Jason Hart, VP and CTO for Gemalto’s Data Protection:

“What’s concerning about this breach is that Yahoo still hasn’t been able to confirm the source of the intrusion yet, and the fact that it took them over three years to discover a breach of this magnitude speaks to the amount of work we in the security industry still need to do. If Yahoo, one of the largest tech companies in the world, is struggling with security, how can companies with less resources combat these bad actors?”

Alex Vaystikh, CTO of SecBI:

“As news of the new Yahoo breach started pouring in, the first bit of information that really stood out is that the breach occurred in 2013, before the breach that was reported last September, which had taken place in 2014. The severity of this incident cannot be overlooked. Not only was the intrusion itself not detected in 2013, but no signs of it were discovered during the investigation of the 2014 breach. In too many organizations, threat detection still involves chasing after alerts and investigating them in a very limited way, detached from the bigger picture. Even when they chase down what they believe to be the ‘threat,’ there is no indication of where and how long ago the incident actually began. That is exactly what happened here.”

Joshua Eddy, CTERA:

“Today’s news underscores the value of target-rich environments that attracts the efforts of the world’s cyber-criminal and state-sponsored espionage community. User credentials are sold by the fraction of a penny, so commercial hackers must focus their energies on the world’s largest websites and cloud storage repositories in order to be successful. What’s worse, the increasing occurrences of these hacks is evolving the conversation around SaaS security from “if” to “when”. What we do know is that all of the major cloud storage SaaS companies share some aspect of the data management and security management with their customers. Not one of them can claim to allow their customers to enjoy exclusive ownership of their data, their metadata, their encryption keys and their access credentials. For a certain class of security-conscious enterprises, this is fundamentally unacceptable.”  Kenneth Geers, Senior Research Scientist, Comodo“Yahoo should know that it is an invaluable target for cybercrime syndicates and nation-states and invest the resources to protect its data accordingly. The use of vulnerable MD5 hashes suggests that Yahoo was not paying sufficient attention to security.

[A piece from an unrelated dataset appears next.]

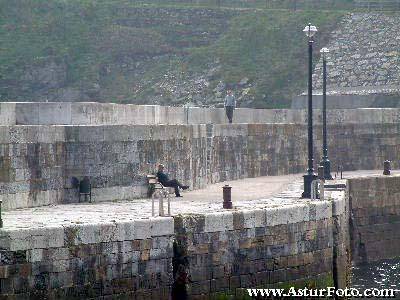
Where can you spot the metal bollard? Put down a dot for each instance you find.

“This is a hack of strategic scale, conducted with a high level of anonymity; those two factors combined could mean that this is a foreign intelligence service seeking the information solely for its signals intelligence value. One way to test that hypothesis is to try and find out if the stolen information has been used for cybercrime; that, however, is no guarantee because leaking some information could be a deceptive tactic on the part of the attacker.”Kevin Cunningham, President and Co-Founder of SailPoint:“What this latest breach disclosure by Yahoo underscores is an interesting trend where hackers are breaching user accounts, not necessarily to infiltrate corporate networks and applications, but to grab highly sensitive data hiding in email and other unstructured file stores. Think about all of the highly sensitive files that could be lurking in these breached Yahoo email accounts: incredibly sensitive tax or financial statements, personal healthcare data, even banking or credit card information. And that’s what hackers are after today: sensitive data that is ripe for the taking.

“What this means is that in 2017, not only will we see even more attacks targeting data stored in unstructured systems, but that it is critical that identity becomes the focal point for securing data stored in both corporate systems and unstructured databases, emails and files stores. Understanding who has access to your data, and how they are using that data is critical—no matter if that data lives in a corporate application or system, or in an unstructured system like email.”